Depending on your age, occupation, state of health and the frequency with which you experience back pain, you may need to see a physician and obtain a scan of your spine. This may be a CT scan or an MRI.
Once you know the diagnosis, it is important to see a physician (such as an osteopath, physiotherapist or chiropractor) who can give you a series of stretches, exercises and/or adjustments. It is important to do the prescribed exercises and stretches regularly, as this will speed up your recovery and help to prevent future episodes of pain.
Occasionally lower back pain is caused by another illness and actually has nothing to do with the spinal column. That’s why it is important to see your doctor.
Nutritional support for back pain
There are several nutrients and supplements that can help you to overcome back pain faster, and reduce your risk of future episodes. The right supplements can reduce pain and inflammation, assist the healing of disks, strengthen bones, improve the quality of cartilage and promote a healthy nervous system. By taking your health in your own hands, you can significantly improve the health of your spine.
The most important nutrients are:
- Serrapeptase. This is a powerful natural enzyme that helps to reduce inflammation in the body. Serrapeptase acts a bit like Pac-Man in your body, helping to clean up cellular debris that can result in pain, stiffness and immobility. Serrapeptase needs to be taken on an empty stomach.
- Fish oil. Fish oil is rich in omega 3 essential fatty acids.These fats have a powerful natural anti-inflammatory effect in your body. Inflammation causes pain and immobility. Anti-inflammatory prescription medication is usually very effective for back pain, but can increase the risk of strokes, heart attacks and stomach bleeding, therefore should only be used in the short term. A good dose of fish oil is 4 to 6 capsules daily with meals.
- Magnesium. No matter what the source of your pain, you will always experience some muscle tension and spasm. The surrounding muscles tighten up in order to brace and support the injury. This is a protective mechanism but the muscles soon become fatigued and this leads to chronic pain. Magnesium relaxes the muscles of your body and it is excellent for reducing all forms of muscle pain, tension and tightness. A good dose of magnesium is one teaspoon daily. Most people like to take it in the evening, as magnesium helps to improve sleep quality.

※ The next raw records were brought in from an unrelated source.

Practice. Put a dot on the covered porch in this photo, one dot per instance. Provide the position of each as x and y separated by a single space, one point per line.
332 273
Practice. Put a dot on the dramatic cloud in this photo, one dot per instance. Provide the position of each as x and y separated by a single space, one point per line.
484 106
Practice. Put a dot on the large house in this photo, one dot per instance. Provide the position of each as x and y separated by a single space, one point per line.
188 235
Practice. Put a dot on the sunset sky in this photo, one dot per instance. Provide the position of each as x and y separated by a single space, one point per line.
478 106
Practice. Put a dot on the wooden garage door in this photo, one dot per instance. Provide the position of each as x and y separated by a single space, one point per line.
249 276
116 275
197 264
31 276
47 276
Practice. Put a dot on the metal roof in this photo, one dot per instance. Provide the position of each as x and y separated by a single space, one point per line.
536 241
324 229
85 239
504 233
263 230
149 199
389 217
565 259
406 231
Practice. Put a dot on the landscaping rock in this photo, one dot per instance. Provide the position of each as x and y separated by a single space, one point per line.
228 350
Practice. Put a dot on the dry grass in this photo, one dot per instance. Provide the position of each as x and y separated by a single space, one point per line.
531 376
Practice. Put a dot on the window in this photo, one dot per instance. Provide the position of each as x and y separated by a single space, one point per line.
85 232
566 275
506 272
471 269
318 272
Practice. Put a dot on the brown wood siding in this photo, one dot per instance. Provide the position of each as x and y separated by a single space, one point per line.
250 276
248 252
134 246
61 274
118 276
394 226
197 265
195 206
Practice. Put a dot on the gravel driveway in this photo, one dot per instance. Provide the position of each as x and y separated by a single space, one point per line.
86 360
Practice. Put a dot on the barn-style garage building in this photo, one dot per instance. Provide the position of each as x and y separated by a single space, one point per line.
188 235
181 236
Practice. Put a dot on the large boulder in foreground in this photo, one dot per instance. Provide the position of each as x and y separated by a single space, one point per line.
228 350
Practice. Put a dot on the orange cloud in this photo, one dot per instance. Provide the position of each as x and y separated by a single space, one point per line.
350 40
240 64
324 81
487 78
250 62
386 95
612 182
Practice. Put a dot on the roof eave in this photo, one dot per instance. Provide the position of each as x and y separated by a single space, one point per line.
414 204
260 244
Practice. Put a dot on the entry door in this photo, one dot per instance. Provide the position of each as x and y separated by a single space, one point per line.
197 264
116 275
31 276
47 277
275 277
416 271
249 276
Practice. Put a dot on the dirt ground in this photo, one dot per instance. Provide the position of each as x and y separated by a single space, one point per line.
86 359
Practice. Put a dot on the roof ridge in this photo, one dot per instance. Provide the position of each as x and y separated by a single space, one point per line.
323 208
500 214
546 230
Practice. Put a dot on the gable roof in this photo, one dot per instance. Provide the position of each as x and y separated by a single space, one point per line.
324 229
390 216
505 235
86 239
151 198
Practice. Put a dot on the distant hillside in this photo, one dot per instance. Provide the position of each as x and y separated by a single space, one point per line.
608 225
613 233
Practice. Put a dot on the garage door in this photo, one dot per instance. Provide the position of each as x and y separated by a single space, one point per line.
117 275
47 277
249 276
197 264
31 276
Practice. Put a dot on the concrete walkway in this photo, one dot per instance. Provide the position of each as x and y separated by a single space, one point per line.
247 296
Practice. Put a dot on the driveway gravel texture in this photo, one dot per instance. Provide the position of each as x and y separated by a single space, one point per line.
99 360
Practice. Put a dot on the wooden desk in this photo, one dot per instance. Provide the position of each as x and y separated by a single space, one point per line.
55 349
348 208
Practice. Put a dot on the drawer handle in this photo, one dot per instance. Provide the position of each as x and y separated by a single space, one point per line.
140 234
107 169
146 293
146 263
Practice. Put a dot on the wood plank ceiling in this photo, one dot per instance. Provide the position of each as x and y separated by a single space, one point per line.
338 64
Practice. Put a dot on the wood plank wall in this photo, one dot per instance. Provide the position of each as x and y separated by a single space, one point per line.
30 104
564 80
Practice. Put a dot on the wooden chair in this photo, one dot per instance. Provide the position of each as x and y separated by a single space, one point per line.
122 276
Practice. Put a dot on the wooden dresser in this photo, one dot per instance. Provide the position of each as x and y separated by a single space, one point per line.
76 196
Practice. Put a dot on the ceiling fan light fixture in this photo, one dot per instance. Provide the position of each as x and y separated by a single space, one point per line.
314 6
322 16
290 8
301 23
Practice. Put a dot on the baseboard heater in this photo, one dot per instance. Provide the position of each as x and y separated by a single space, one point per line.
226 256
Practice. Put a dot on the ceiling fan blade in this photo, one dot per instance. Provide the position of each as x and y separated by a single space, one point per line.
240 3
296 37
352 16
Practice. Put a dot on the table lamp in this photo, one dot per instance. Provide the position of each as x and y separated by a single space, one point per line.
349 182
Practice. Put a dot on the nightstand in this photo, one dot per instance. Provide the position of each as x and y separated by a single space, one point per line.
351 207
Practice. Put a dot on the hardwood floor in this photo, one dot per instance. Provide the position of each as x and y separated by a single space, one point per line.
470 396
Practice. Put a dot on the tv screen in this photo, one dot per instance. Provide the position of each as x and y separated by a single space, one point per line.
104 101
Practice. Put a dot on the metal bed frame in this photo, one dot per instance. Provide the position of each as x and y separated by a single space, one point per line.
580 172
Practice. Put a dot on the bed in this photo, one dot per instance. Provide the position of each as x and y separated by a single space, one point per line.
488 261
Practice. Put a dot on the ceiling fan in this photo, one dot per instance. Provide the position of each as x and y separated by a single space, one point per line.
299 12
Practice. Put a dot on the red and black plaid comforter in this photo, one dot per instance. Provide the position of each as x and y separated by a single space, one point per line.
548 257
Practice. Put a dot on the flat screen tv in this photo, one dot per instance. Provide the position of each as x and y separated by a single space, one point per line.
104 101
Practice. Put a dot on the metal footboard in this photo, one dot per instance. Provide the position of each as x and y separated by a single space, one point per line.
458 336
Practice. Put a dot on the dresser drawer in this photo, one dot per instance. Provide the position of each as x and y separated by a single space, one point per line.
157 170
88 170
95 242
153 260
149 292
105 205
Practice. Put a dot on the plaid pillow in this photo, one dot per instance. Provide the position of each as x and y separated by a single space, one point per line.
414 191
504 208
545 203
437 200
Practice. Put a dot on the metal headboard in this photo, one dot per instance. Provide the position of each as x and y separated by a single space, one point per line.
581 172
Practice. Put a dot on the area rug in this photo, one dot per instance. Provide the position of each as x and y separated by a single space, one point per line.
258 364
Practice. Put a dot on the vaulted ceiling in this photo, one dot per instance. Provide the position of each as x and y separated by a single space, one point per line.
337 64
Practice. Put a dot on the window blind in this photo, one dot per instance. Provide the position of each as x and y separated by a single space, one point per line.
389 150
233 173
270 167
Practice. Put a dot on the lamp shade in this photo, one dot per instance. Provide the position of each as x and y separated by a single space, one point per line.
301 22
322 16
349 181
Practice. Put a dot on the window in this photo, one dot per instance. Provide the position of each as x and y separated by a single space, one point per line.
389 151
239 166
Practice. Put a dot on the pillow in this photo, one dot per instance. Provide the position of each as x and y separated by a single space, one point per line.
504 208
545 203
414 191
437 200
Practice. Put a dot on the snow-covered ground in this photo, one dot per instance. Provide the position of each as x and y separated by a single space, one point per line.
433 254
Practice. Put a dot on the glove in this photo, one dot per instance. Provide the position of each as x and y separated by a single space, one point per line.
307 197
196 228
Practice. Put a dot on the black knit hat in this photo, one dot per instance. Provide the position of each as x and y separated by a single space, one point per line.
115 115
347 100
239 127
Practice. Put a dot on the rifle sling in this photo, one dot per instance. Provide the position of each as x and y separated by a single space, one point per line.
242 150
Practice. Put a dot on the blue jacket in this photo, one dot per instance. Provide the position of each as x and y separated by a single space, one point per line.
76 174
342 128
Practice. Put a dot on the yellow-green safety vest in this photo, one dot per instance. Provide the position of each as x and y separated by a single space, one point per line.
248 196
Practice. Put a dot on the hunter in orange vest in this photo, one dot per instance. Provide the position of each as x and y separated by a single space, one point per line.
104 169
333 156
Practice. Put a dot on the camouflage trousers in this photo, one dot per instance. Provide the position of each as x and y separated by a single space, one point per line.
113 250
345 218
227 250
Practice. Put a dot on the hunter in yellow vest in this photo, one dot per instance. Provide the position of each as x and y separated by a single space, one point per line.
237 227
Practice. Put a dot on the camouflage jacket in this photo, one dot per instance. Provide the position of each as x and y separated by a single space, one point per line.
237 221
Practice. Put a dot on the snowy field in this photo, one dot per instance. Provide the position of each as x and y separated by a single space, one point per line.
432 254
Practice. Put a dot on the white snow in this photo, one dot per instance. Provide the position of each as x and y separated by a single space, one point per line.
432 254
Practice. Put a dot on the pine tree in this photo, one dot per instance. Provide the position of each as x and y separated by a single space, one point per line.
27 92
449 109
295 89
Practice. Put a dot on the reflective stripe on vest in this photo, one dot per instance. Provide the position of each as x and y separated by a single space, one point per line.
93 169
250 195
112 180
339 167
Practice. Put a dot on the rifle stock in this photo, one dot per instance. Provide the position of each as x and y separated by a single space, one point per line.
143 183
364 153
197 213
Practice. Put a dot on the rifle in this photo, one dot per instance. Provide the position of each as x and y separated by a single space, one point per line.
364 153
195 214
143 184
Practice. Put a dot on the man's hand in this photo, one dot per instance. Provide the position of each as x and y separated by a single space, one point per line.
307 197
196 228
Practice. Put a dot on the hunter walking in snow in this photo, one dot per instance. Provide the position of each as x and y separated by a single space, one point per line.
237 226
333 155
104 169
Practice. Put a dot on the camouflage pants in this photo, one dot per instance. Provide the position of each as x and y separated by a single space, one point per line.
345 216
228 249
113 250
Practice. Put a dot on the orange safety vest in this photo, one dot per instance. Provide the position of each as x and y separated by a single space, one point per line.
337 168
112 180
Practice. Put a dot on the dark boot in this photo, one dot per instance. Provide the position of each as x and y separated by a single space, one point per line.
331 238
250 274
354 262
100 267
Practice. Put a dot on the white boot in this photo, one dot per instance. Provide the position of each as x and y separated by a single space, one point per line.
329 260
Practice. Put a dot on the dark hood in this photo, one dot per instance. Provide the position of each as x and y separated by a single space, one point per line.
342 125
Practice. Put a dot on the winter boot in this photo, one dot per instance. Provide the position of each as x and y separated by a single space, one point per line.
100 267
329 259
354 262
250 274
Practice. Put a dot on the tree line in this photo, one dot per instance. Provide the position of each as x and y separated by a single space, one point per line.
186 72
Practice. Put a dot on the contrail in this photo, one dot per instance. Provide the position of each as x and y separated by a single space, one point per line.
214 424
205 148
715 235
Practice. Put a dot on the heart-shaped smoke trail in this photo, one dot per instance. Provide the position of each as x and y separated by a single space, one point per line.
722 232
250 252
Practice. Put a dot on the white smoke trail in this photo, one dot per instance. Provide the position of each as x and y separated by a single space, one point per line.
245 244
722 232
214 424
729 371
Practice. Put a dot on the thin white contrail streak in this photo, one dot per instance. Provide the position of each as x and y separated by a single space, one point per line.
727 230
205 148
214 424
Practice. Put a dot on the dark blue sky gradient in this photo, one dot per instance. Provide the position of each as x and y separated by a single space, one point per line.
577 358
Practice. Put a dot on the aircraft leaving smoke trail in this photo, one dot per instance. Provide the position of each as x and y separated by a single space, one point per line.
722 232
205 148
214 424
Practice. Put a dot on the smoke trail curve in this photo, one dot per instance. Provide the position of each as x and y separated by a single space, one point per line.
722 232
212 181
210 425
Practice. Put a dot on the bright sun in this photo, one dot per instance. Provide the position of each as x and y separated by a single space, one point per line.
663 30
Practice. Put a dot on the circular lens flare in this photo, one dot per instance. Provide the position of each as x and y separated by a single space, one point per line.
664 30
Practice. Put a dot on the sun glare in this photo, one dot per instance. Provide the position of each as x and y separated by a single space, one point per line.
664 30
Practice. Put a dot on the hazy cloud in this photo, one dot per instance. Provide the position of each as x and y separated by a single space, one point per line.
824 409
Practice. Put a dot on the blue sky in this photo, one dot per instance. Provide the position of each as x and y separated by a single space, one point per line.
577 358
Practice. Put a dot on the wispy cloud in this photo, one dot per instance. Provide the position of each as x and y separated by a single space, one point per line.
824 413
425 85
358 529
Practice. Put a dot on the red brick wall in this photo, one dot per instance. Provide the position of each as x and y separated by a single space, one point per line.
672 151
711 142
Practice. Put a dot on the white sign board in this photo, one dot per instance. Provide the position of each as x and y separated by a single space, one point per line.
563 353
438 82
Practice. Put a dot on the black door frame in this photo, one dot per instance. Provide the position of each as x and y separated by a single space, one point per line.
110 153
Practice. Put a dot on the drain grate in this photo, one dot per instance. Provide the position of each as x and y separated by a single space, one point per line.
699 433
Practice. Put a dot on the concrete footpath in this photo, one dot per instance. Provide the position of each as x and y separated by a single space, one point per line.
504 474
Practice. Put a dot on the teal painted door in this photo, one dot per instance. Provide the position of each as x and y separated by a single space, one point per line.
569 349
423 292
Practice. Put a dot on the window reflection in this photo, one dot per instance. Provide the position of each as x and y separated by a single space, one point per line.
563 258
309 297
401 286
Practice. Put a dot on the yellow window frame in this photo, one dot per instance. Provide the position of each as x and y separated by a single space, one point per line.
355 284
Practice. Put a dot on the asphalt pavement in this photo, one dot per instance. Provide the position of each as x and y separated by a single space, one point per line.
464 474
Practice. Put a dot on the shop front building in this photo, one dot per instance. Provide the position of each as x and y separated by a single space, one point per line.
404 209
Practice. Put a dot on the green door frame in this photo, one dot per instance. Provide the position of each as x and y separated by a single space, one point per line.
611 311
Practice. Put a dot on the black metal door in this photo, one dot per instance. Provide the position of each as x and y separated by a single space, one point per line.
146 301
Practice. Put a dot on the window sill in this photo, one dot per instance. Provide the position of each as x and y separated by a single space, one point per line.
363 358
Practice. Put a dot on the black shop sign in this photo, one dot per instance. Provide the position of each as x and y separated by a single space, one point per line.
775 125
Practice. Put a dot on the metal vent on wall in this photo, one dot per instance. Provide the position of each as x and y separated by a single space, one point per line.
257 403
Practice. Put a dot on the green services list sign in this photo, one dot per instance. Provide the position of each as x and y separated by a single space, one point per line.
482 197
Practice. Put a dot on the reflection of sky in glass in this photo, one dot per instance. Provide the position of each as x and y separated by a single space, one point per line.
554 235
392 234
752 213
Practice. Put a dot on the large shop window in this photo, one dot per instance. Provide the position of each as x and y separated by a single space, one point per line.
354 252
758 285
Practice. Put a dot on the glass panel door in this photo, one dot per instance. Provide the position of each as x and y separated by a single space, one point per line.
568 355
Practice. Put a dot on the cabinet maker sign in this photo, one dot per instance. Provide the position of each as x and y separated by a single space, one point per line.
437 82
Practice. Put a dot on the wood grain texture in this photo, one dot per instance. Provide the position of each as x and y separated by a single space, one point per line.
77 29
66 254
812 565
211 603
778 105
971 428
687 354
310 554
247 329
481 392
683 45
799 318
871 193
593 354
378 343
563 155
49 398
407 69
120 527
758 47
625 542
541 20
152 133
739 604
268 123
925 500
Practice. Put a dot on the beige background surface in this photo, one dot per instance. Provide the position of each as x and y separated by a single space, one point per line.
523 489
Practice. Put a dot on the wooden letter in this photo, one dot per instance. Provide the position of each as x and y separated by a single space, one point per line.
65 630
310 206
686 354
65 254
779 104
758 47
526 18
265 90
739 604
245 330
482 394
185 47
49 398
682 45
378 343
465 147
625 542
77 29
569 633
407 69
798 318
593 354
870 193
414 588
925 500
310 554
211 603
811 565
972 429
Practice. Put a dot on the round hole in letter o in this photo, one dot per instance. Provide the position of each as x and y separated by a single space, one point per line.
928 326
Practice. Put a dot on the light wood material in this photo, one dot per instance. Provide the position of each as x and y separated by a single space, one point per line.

- MSM. This is a natural form of sulphur that helps to reduce pain and acts as a natural anti-inflammatory. MSM is also excellent for joint pain. A good dose is 1 teaspoon twice daily.
It is also important to make sure your diet is as healthy as possible. Inflammation increases pain and some foods increase the level of inflammation inside your body; these foods include sugar, wheat, gluten, cow’s milk, alcohol and grain fed red meat or poultry. Keep your intake of those foods to a minimum while you are in pain.
The above statements have not been evaluated by the FDA and are not intended to diagnose, treat or cure any disease.